1. Introdução: dólar no contrato, negócio no Brasil
Em negociações de maquinário, equipamentos industriais e contratos empresariais de maior porte, é comum que as partes tentem proteger o valor do negócio atrelando o pagamento ao dólar ou ao euro. Muitas vezes, isso ocorre mesmo quando ambas as empresas são brasileiras e a operação é realizada integralmente em território nacional.
A dúvida jurídica surge quando o título de crédito — como nota promissória ou contrato com aval — estabelece pagamento em moeda estrangeira ou indexação direta ao câmbio.
Essa cláusula é válida ou pode ser considerada nula?
2. A regra geral: obrigações no Brasil devem ser em moeda nacional
A legislação brasileira estabelece, como regra, que obrigações exequíveis no território nacional devem ser pactuadas em moeda corrente nacional. A utilização direta de moeda estrangeira como forma de pagamento em contratos internos pode ser considerada nula, salvo hipóteses legalmente autorizadas.
Isso significa que não é juridicamente simples emitir uma nota promissória exigível no Brasil determinando pagamento “em dólares” de forma pura e direta, quando não há elemento internacional que justifique a operação.
3. Diferença entre pagamento em moeda estrangeira e cláusula de indexação
Há distinção relevante entre:
– obrigação de pagar efetivamente em moeda estrangeira;
– obrigação de pagar em reais com valor vinculado à variação cambial.
A primeira hipótese, em regra, é vedada em contratos puramente internos. Já a segunda — chamada cláusula de indexação cambial — pode ser admitida em determinadas circunstâncias, especialmente quando há justificativa econômica legítima, como aquisição de bens importados ou contratos com clara exposição ao câmbio.
Mesmo assim, a redação contratual precisa ser tecnicamente adequada para evitar nulidade parcial da cláusula.

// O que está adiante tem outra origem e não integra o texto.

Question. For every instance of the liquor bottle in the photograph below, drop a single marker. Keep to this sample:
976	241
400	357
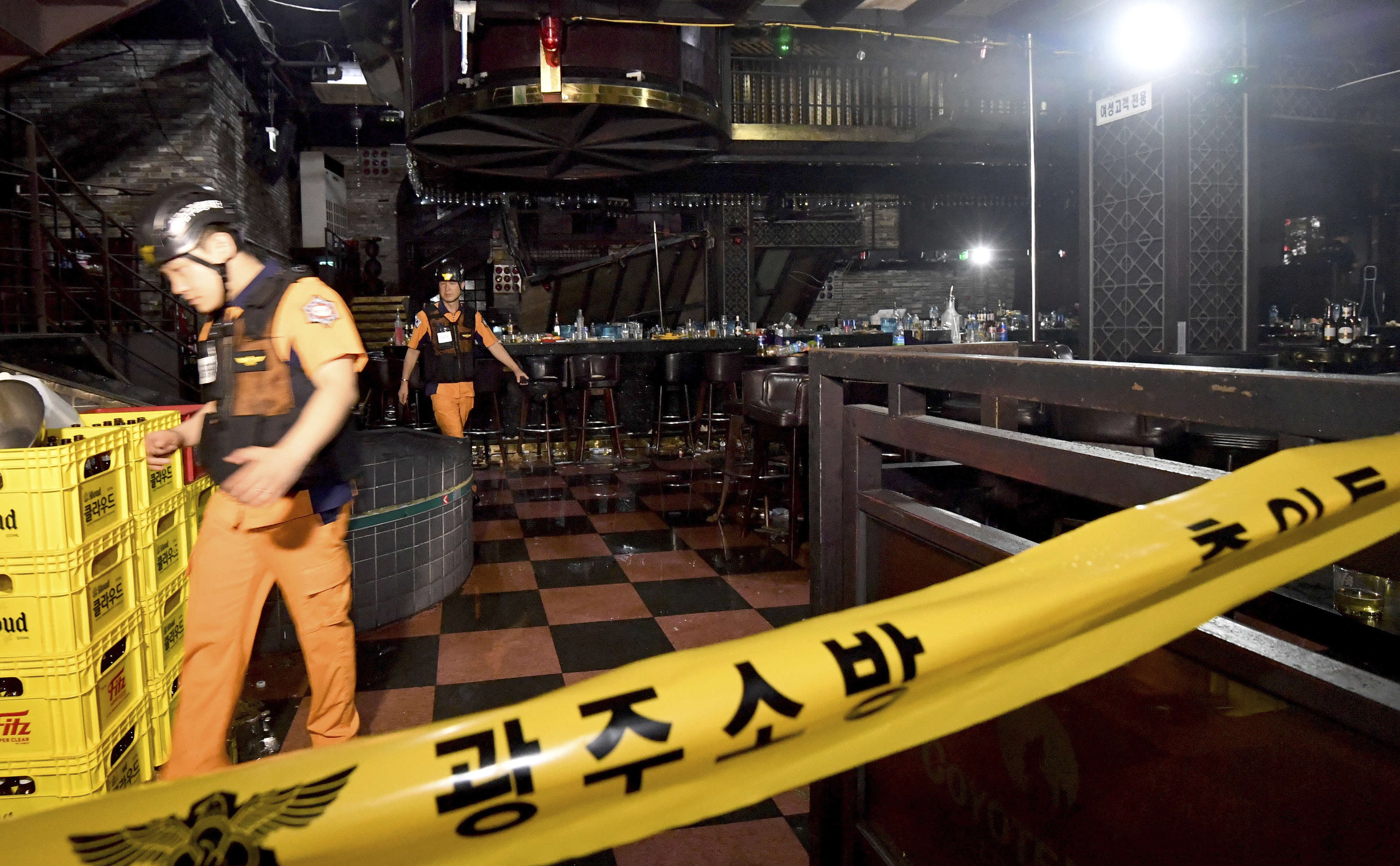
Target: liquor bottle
951	322
1348	326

4. E quanto ao aval na nota promissória?
O aval é garantia pessoal vinculada ao título de crédito. Se a nota promissória estiver formalmente válida, o avalista responde solidariamente pelo pagamento.

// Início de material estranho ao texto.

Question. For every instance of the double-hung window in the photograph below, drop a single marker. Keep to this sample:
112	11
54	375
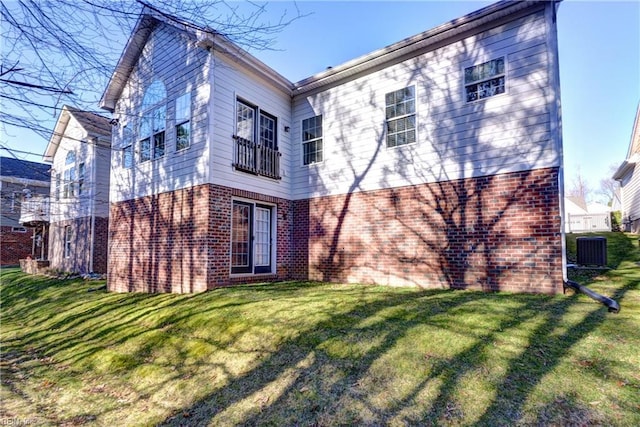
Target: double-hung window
252	238
183	121
312	149
127	147
153	122
484	80
81	177
401	116
69	176
256	141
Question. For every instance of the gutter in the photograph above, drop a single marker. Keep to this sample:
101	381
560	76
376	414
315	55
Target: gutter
611	304
93	205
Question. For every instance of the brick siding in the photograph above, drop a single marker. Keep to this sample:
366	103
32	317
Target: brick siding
491	233
180	241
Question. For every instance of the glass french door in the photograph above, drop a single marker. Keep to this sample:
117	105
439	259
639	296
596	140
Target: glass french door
251	238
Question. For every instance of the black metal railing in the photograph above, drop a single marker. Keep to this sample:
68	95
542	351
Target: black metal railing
256	159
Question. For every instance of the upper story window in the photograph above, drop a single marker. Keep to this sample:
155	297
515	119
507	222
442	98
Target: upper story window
153	122
312	150
70	176
183	121
401	116
256	141
127	147
484	80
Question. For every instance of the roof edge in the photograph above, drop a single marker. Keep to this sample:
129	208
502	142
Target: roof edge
417	42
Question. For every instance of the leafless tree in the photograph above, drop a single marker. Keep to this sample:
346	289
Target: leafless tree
57	52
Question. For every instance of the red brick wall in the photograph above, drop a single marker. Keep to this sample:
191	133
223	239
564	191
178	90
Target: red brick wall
492	233
79	259
14	245
101	238
180	241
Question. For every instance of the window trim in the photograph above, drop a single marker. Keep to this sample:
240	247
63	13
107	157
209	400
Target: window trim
181	121
504	75
67	238
69	175
304	141
387	120
252	269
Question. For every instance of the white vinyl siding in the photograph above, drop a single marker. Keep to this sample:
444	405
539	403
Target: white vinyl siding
184	70
312	150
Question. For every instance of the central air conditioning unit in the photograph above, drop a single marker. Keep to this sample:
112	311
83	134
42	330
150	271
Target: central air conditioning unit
592	251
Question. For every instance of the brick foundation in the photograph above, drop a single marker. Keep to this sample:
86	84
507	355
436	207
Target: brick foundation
490	233
79	259
14	245
180	241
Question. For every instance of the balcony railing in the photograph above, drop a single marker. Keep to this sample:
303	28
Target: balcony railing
256	159
34	210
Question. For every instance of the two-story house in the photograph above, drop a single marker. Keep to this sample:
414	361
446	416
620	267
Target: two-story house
436	161
628	175
80	153
20	182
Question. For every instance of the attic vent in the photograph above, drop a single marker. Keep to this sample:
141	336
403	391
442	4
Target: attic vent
592	251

Contudo, se a cláusula cambial for considerada nula, o título pode sofrer revisão judicial. A consequência prática não é, necessariamente, a invalidação total da dívida, mas a conversão do valor para moeda nacional conforme critérios legais.
O risco maior está na insegurança executiva: um título mal estruturado pode gerar discussão judicial que retarde ou reduza a exigibilidade do crédito.
5. Operações com maquinário e exposição cambial
No setor empresarial, a indexação ao dólar é frequentemente utilizada quando o bem negociado tem origem estrangeira ou quando o fornecedor está sujeito a variações cambiais relevantes.
Nesses casos, a jurisprudência tende a analisar o contexto econômico da operação. Se houver justificativa concreta e equilíbrio contratual entre empresas de porte semelhante, a cláusula pode ser mantida, desde que o pagamento final ocorra em reais.
A situação muda quando há desequilíbrio evidente ou imposição unilateral da cláusula.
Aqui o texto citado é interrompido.